Published by Economist Intelligence Unit

Event

A World Bank arbitration court determined that Venezuela must pay around US$1.6bn to ExxonMobil (US)—one‑sixth of what the company had initially sought—to compensate for the 2007 expropriation of its assets.

Analysis

A three‑member arbitration panel at the World Bank's International Centre for Settlement of Investment Disputes (ICSID) determined unanimously that ExxonMobil was owed US$1.4bn for the expropriation of the company's Cerro Negro project, US$179.3m for the expropriation of its La Ceiba project and a further US$9m for production and export curtailments imposed on the Cerro Negro project in 2006‑07. Annual compound interest of 3.25% from June 2007 is also to be added to the total sum.

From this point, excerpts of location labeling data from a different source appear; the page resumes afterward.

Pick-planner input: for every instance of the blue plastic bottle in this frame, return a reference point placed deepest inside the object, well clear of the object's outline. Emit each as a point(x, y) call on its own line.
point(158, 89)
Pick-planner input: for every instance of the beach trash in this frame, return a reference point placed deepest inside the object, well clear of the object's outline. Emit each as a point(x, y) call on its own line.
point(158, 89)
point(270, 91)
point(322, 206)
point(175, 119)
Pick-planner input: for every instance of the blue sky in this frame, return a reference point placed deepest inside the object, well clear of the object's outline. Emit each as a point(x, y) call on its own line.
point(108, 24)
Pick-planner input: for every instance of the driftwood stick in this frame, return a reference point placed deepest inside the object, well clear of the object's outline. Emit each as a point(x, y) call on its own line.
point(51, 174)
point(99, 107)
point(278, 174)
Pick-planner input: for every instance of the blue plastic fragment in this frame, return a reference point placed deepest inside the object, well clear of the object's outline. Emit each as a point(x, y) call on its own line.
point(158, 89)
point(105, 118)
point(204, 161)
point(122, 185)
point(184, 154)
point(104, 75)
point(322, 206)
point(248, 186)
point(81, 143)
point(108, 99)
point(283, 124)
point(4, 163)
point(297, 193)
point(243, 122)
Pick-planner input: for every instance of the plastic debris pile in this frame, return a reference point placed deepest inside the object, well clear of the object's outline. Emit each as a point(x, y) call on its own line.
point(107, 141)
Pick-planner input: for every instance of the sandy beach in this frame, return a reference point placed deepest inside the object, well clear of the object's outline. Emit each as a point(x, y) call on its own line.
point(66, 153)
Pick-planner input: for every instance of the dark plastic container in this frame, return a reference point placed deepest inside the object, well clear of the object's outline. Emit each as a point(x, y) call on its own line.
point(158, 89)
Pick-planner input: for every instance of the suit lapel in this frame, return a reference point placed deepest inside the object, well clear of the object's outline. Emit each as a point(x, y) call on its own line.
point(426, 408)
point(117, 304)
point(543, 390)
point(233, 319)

In late 2011 the Paris‑based International Chamber of Commerce (ICC) awarded Exxon Mobil US$980m for the Cerro Negro expropriation. The ICC panel dealt only with litigation between ExxonMobil and Venezuela's state oil company, Petróleos de Venezuela (PDVSA). The ICSID ruling addresses the dispute between ExxonMobil and the Venezuelan state. Venezuelan authorities have indicated that they will pay out around US$1bn after factoring in the ICC award. Following the announcement of the ICC award, the late former president, Hugo Chávez (1999-2013), vowed that Venezuela would not abide by the ICSID award. Although Venezuela withdrew from ICSID in 2012, the court's rulings are applicable in cases filed before 2012.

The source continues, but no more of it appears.